Il Mezzogiorno soffre sempre di una bassa crescita (solo +3,3% cumulato nel periodo), leggermente inferiore in termini di consumi (+2,8%) e decisamente preoccupante sul fronte occupazionale (solo +0,4% cumulato).
Si tratta di tassi di incremento pari a circa un quarto della media nazionale e addirittura ad un sesto rispetto a quelli della ripartizione più dinamica, cioè il Nord-est.
Per quanto riguarda ciascuna regione, si evidenzia il peso della crisi su Valle d’Aosta per Pil e occupazione, Liguria per consumi e popolazione, Umbria sempre per il Pil, Molise per Pil e popolazione e la Calabria per consumi, occupazione e popolazione. Dopo ventidue anni queste regioni sono al di sotto dei livelli del 1995.
“Tanto più che la crisi – rileva Confcommercio – che oggi si può collocare nei due bienni 2008- 2009 e 2012-2013, oltre ad aver riportato l’economia italiana sui valori di metà anni ’90 ha avuto tra le conseguenze più pesanti l’interruzione del pur modesto processo di convergenza tra le diverse aree, lasciando in eredità un Paese sempre più diviso in termini di ricchezza prodotta, consumi e occupazione”.
Nel 2007 il Pil pro capite della Calabria, la regione con il più basso prodotto per abitante, era pari a poco più del 48% di quello del Trentino Alto Adige, la regione con il maggior prodotto: questo rapporto nel 2013 è sceso al 43,8%. La ripresa avviatasi nel 2014 ha coinvolto tutti i territori mostrando spunti di vivacità anche nel Mezzogiorno. Tuttavia, essa non sembra in grado di tracciare un sentiero di sviluppo atto a determinare un significativo avvicinamento tra le diverse aree del Paese.
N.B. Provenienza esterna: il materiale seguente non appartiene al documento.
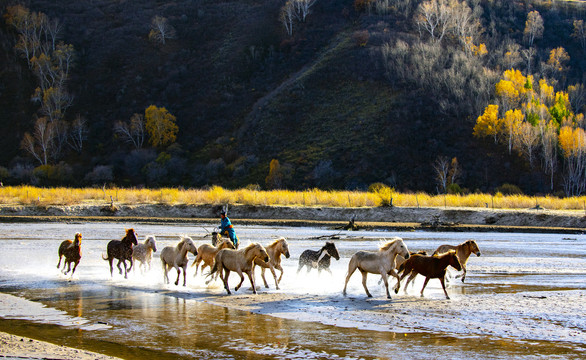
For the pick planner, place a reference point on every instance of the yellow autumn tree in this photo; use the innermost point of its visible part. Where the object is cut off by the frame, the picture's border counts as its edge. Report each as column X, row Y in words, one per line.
column 488, row 124
column 511, row 125
column 160, row 125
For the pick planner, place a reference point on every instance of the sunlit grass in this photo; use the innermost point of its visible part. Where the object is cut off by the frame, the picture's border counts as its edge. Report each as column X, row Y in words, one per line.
column 29, row 195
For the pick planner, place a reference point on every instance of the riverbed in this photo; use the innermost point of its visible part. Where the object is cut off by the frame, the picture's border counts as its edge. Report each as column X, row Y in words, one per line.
column 523, row 297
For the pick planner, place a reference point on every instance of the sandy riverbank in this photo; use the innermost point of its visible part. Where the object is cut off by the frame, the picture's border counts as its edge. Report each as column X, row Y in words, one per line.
column 19, row 347
column 439, row 219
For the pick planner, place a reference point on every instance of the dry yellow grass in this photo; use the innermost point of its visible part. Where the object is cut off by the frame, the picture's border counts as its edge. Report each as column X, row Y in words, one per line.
column 29, row 195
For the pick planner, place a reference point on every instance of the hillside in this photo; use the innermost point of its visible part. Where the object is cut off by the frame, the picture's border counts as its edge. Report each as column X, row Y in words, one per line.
column 323, row 101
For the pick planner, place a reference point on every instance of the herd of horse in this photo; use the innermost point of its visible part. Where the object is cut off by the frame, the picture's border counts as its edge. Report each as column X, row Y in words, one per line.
column 221, row 257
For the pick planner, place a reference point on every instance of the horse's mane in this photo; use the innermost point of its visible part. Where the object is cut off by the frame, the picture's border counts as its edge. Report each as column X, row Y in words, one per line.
column 276, row 241
column 388, row 244
column 182, row 242
column 448, row 253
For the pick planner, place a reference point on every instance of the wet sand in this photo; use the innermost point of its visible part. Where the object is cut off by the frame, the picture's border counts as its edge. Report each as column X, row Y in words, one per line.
column 19, row 347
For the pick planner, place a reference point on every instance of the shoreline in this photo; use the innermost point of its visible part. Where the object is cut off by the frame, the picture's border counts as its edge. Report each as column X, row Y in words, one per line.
column 384, row 218
column 21, row 347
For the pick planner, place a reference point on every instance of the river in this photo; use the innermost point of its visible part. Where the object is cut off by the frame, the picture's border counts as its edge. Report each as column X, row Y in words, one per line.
column 523, row 297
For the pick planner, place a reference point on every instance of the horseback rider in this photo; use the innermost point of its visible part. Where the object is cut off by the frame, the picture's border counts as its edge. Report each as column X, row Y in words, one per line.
column 226, row 229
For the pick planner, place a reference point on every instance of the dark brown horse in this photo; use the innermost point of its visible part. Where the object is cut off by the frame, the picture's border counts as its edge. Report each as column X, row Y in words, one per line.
column 432, row 267
column 71, row 250
column 320, row 259
column 122, row 250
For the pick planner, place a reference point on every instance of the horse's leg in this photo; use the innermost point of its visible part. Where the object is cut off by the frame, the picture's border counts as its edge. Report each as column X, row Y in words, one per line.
column 111, row 261
column 393, row 272
column 184, row 274
column 464, row 274
column 412, row 276
column 385, row 278
column 351, row 269
column 225, row 279
column 241, row 281
column 178, row 274
column 364, row 275
column 74, row 267
column 251, row 278
column 280, row 268
column 424, row 285
column 444, row 287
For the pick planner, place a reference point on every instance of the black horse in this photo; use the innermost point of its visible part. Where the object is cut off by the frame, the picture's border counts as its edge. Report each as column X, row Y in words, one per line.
column 122, row 250
column 319, row 260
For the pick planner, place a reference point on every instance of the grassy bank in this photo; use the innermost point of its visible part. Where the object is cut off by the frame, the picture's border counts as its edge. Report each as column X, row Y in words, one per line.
column 28, row 195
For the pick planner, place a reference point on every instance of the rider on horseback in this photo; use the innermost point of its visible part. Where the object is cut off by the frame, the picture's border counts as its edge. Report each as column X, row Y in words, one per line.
column 226, row 229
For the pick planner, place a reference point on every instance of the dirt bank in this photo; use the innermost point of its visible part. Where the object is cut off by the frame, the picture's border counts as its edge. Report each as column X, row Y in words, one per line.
column 439, row 219
column 19, row 347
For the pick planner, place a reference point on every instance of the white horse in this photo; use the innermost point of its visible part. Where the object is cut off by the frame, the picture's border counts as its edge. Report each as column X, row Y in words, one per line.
column 241, row 261
column 380, row 262
column 176, row 257
column 275, row 250
column 144, row 252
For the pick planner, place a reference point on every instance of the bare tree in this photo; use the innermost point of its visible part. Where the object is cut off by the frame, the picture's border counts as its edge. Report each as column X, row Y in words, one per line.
column 132, row 132
column 161, row 30
column 78, row 134
column 40, row 143
column 579, row 33
column 533, row 27
column 287, row 16
column 442, row 168
column 434, row 17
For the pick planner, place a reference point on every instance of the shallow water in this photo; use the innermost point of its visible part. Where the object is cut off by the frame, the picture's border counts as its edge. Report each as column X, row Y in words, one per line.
column 141, row 316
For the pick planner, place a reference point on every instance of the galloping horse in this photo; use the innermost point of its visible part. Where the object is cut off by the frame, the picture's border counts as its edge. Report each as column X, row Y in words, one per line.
column 122, row 250
column 381, row 262
column 241, row 261
column 71, row 250
column 320, row 259
column 144, row 252
column 463, row 252
column 275, row 250
column 207, row 253
column 176, row 257
column 432, row 267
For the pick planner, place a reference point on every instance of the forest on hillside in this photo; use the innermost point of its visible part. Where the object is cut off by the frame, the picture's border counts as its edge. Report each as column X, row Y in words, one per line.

La tendenza al miglioramento del mercato del lavoro, al momento abbastanza diffusa tre le regioni, non appare sufficiente a fare recuperare nel 2017 i livelli occupazionali raggiunti prima del 2008. Nel Mezzogiorno si ritornerebbe soltanto ai valori della metà degli anni ’90 e in Sicilia e Calabria neppure a quelli.